I need to build a streaming media server (something that'll ship out
video nicely) and VLC is only for RH9 and FC. For the scenario I would
be using the server in, RH9 and FC are right-out, RHEL is what I need
(well, CentOS) and none of these tools seem to run on RHEL/CentOS? Is it
worth the time to experiment and try it out? (I dread that)

The expected path to take is the Dark Side (XP) but I'd rather do this
with Gentoo or CentOS: the server has to hang out on the public 'net so
I want to strip it down to nothing. There's VLC for Gentoo out there,
but I'd like to experiment at home first with CentOS. Thoughts?

Anyone out there got a media server on the net that they can talk about?

JKB

On Sun, 2005-09-11 at 00:15 -0400, Mark Shuford wrote:

> So the short answer is yes, if these use MCM output, which I believe I
> recall that they do. Now, the Mackie stuff is _nice_ if you've got the
> dough, that's not me. The TASCAM stuff is good but I sometimes think a
> little overpriced once others have gotten into the market to give some
> competition. But if you can afford it I would not hesitate to buy TASCAM
> -- I have before, with much satisfaction.

> Have you looked at CCRMA, Stanford's Center for Computer Research in
> Music and Acoustics?
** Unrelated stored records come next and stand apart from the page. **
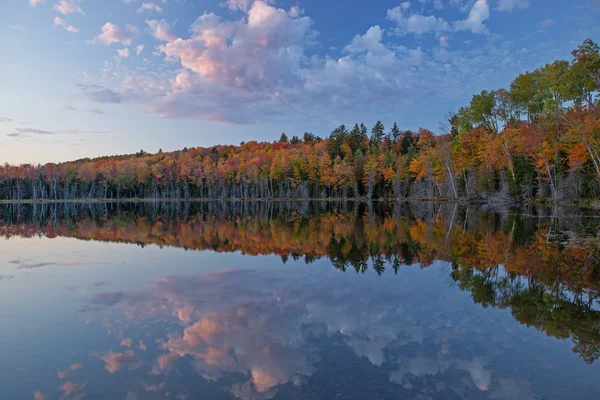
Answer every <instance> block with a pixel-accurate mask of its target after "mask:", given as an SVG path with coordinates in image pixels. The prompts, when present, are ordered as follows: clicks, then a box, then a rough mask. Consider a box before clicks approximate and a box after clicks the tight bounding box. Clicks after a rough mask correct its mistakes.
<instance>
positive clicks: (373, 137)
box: [371, 121, 385, 146]
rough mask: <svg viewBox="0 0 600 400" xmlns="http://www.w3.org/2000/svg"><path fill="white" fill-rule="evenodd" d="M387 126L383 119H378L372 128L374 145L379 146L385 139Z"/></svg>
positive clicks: (371, 133) (373, 141)
mask: <svg viewBox="0 0 600 400" xmlns="http://www.w3.org/2000/svg"><path fill="white" fill-rule="evenodd" d="M384 131H385V126H384V125H383V123H381V121H377V122H376V123H375V125H373V128H372V129H371V143H372V145H374V146H377V145H378V144H379V143H381V141H382V140H383V136H384V135H385V133H384Z"/></svg>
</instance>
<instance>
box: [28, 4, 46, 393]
mask: <svg viewBox="0 0 600 400" xmlns="http://www.w3.org/2000/svg"><path fill="white" fill-rule="evenodd" d="M29 1H30V2H31V1H38V2H39V0H29ZM46 399H48V395H47V394H45V393H42V392H40V391H39V390H36V391H35V392H33V400H46Z"/></svg>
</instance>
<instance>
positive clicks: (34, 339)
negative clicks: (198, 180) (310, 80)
mask: <svg viewBox="0 0 600 400" xmlns="http://www.w3.org/2000/svg"><path fill="white" fill-rule="evenodd" d="M0 207H1V208H0V235H1V236H2V238H0V301H1V302H2V304H3V306H2V307H0V380H1V381H2V382H1V384H0V397H1V398H3V399H4V398H6V399H31V398H35V399H80V398H83V397H85V398H86V399H101V398H111V399H128V400H132V399H146V398H148V399H155V398H156V399H163V398H171V399H196V398H201V399H236V398H238V399H334V398H341V399H366V398H377V399H402V398H406V399H413V398H415V399H564V398H571V399H591V398H598V397H600V380H599V379H598V378H599V377H600V367H599V364H600V363H598V362H597V359H598V357H599V356H600V304H599V300H598V299H599V294H600V266H599V265H598V264H599V262H600V261H599V259H600V251H599V246H598V242H597V239H596V235H597V234H598V229H599V227H600V218H598V215H596V214H595V213H593V212H584V211H581V210H572V209H568V210H567V209H554V210H481V209H479V210H478V209H476V208H475V207H462V206H460V207H459V206H457V205H436V204H431V203H429V204H417V205H408V204H403V205H396V206H393V207H389V206H384V205H382V204H372V205H354V204H331V203H298V204H296V203H267V202H259V203H221V204H215V203H196V204H185V203H167V204H158V203H157V204H152V203H147V204H121V205H116V204H90V205H82V204H77V205H74V204H71V205H64V204H62V205H27V206H24V205H21V206H16V205H5V206H0Z"/></svg>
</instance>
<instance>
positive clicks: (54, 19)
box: [54, 17, 79, 33]
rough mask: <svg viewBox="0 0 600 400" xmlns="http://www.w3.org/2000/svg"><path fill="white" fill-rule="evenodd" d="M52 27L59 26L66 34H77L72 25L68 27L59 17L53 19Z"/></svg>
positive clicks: (61, 19) (76, 31) (75, 27)
mask: <svg viewBox="0 0 600 400" xmlns="http://www.w3.org/2000/svg"><path fill="white" fill-rule="evenodd" d="M54 25H55V26H60V27H61V28H63V29H64V30H66V31H67V32H71V33H77V32H79V29H78V28H76V27H74V26H73V25H69V23H68V22H67V21H65V20H64V19H62V18H60V17H55V18H54Z"/></svg>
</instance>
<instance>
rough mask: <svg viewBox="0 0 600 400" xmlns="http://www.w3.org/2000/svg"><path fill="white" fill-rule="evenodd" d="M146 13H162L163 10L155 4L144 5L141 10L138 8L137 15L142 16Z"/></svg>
mask: <svg viewBox="0 0 600 400" xmlns="http://www.w3.org/2000/svg"><path fill="white" fill-rule="evenodd" d="M146 11H155V12H162V11H163V9H162V8H161V7H160V6H158V5H156V4H154V3H142V5H141V6H140V8H138V10H137V13H138V14H142V13H144V12H146Z"/></svg>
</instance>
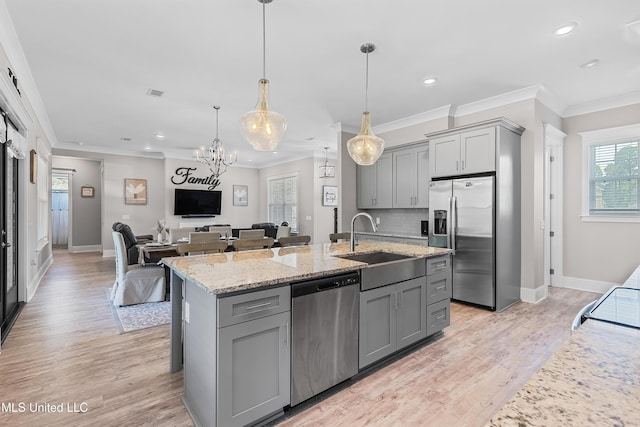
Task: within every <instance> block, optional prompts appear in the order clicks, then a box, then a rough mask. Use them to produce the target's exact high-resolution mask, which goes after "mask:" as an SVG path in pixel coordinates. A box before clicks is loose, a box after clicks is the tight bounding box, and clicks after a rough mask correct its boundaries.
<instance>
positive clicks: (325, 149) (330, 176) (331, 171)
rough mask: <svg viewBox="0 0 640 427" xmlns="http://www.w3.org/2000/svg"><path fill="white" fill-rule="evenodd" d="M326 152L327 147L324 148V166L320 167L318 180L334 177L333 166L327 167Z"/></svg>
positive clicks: (327, 163) (327, 159) (327, 166)
mask: <svg viewBox="0 0 640 427" xmlns="http://www.w3.org/2000/svg"><path fill="white" fill-rule="evenodd" d="M328 150H329V147H324V166H320V178H335V177H336V168H335V167H334V166H329V157H328V154H327V153H328Z"/></svg>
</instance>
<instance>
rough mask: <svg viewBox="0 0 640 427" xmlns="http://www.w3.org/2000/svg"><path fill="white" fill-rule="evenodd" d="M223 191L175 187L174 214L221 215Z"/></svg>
mask: <svg viewBox="0 0 640 427" xmlns="http://www.w3.org/2000/svg"><path fill="white" fill-rule="evenodd" d="M221 207H222V191H217V190H187V189H183V188H176V189H175V198H174V204H173V214H174V215H182V216H183V217H198V216H200V217H205V216H214V215H220V210H221Z"/></svg>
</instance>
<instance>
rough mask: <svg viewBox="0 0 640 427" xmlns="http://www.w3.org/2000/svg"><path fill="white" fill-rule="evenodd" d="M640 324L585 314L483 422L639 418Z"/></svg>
mask: <svg viewBox="0 0 640 427" xmlns="http://www.w3.org/2000/svg"><path fill="white" fill-rule="evenodd" d="M639 355H640V330H638V329H634V328H629V327H624V326H617V325H613V324H610V323H605V322H600V321H597V320H587V321H586V322H585V323H583V324H582V326H580V328H579V329H578V330H577V331H575V332H573V333H572V334H571V337H570V338H569V340H568V341H567V342H566V343H565V344H564V345H563V346H562V347H561V348H560V349H559V350H558V351H557V352H556V353H555V354H554V355H553V356H552V357H551V358H550V359H549V360H548V361H547V363H546V364H545V365H544V366H543V367H542V368H541V369H540V370H539V371H538V372H537V373H536V374H535V375H534V376H533V377H531V379H530V380H529V381H528V382H527V383H526V384H525V385H524V386H523V387H522V389H520V391H518V392H517V393H516V395H515V396H514V397H513V398H512V399H511V400H510V401H509V402H508V403H507V404H506V405H505V406H503V407H502V408H501V409H500V410H499V411H498V412H497V413H496V414H495V415H494V417H493V418H492V419H491V421H490V422H489V423H488V424H487V426H522V425H526V426H588V425H589V426H591V425H598V426H625V425H627V426H630V425H638V424H640V356H639Z"/></svg>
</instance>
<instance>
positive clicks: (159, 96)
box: [147, 89, 164, 98]
mask: <svg viewBox="0 0 640 427" xmlns="http://www.w3.org/2000/svg"><path fill="white" fill-rule="evenodd" d="M147 95H149V96H155V97H156V98H160V97H161V96H162V95H164V92H163V91H161V90H156V89H149V90H148V91H147Z"/></svg>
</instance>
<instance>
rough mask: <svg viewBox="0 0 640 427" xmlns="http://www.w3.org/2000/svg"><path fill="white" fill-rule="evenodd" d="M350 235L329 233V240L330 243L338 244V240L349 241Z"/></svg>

That is CCRMA at Home
> http://ccrma.stanford.edu/planetccrma/software/ .  I've been using stuff
> they've collected together, which includes Ardour and Audacity and lots
> of other tools and JACK, for over a year.

> Do not follow the Dark (XP) side of the Force. You can have thousands of
> dollars worth of music recording and production software for the work
> you put into it. That and the computer and the sound-card you choose.